On Fri, 15 Dec 2000, you wrote:
> "Conrad Schneiker" <schneik / us.ibm.com> writes:
> 
> > So, for Dave's proposed purpose of closure-seeking, I
> > (provisionally) think GTK+ would be the best choice for the time
> > being (relative to all of the above considerations).
> 
> Before we shut the door, I wouldn't mind some discussion on FOX. I've
> downloaded it and had a play, and it seems quite nice. Not as fancy
> as GTK, but pretty straightforward to use, and with a very familiar
> L&F for windows users.
> 

I just DL'd FOX as well, but won't get to playing with it until Saturday
morning, as the lady is urging it's time for bed :-)

In the meantime, I think it is very importatn to keep in mind that true
cross-platform -does- include Macintosh.  No, I am not a Mac user, but I do
know that anything in the near future I will be working on has to play in
Windows, Mac, and (my personal insistance) Linux.
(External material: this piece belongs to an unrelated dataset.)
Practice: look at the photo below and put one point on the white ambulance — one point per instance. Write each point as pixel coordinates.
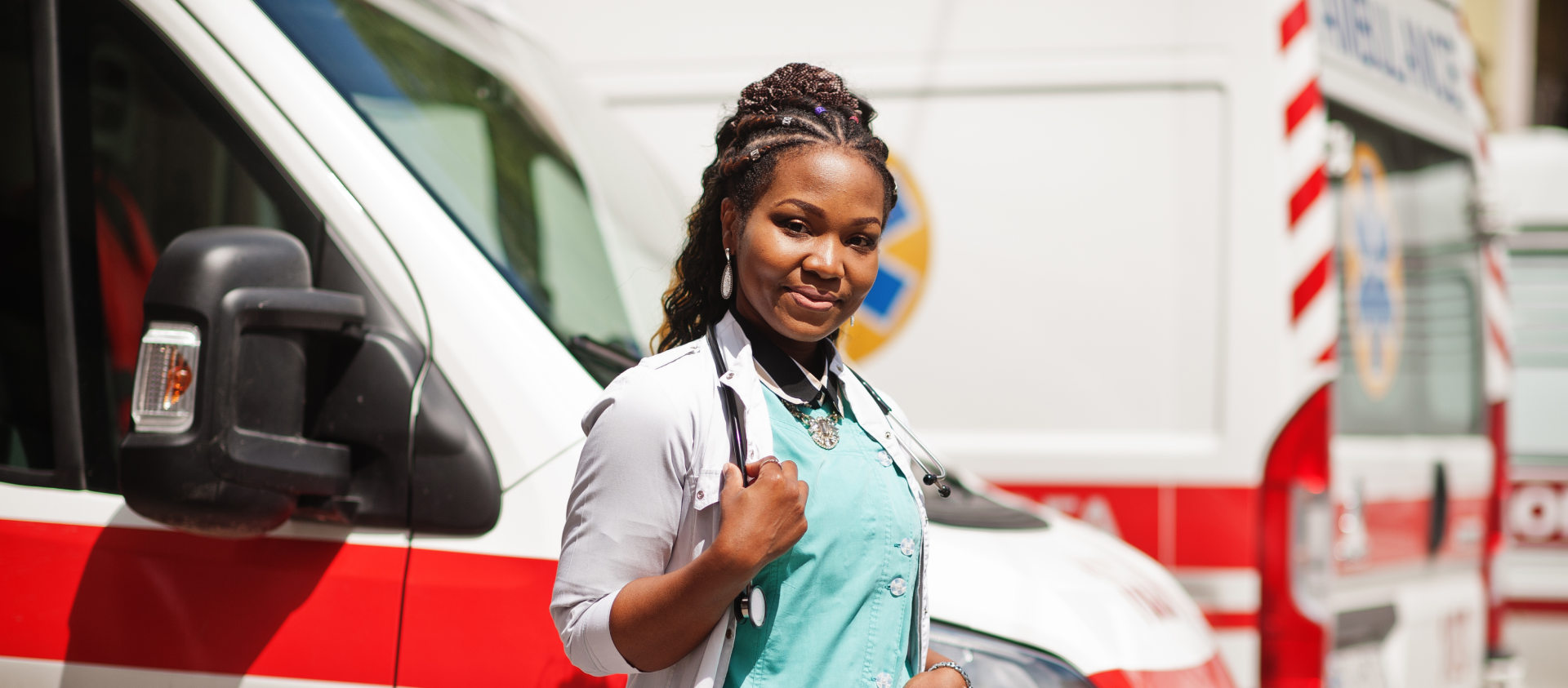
(1230, 264)
(303, 303)
(1532, 572)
Relying on Mac-Linux distros
in the future doesn't solve this issue. BeOs and BSD, which nice to have, are
not IMO a priority, although anything that plays well in Linux should be an
easy port to these two.

My basic feeling is that core code for a cross platform project, especially one
that is open source, should be consistent throughout all platforms, although
requiring platform-specific compilations of the code is not IMO a serious
downside. Having played with Ruby for about four days now, I really like what
it can do but do need the GUI stuff if at all possible.  Compilation (Ruby2Exe)
is also a priority for projects, not for the corporate proprietary issues noted
before (secuirty through obscurity is a stupid policy IMO) but for minimizing
end-user confusion over the install process. (DLing libraries yada, yada, yada
is soenthing that majority of end users -won't- do even if they can figure
-how-) Duccess of an application depends upon (1) does what it promises, (2)
doesn't blow up the end user's computer and (3) is a one-click install and they
are up and running.

From the developer end, IMO, Ruby is awesome (at least it flows naturally for
me) and I would like to see it be the same from the en-user end. IOW Ruby
appears to make coding complex logic a lot easier (meaning faster) than some
other well-know languages, but to become truly accepted it needs to deliver
end-user experiences that are even more simple (by orders of magnitude).

If we are getting inot the GUI arena, we should IMO be thinking along these
lines :-)

My 2 cents

Kent Starr
elderburn / mindspring.com

PS. Licensing is an issue for the GUI toolkit, as well.  -All- of our projects
are/will continue to be open source as we believe that to be the best route to
rapid, feature riich, bug-free production.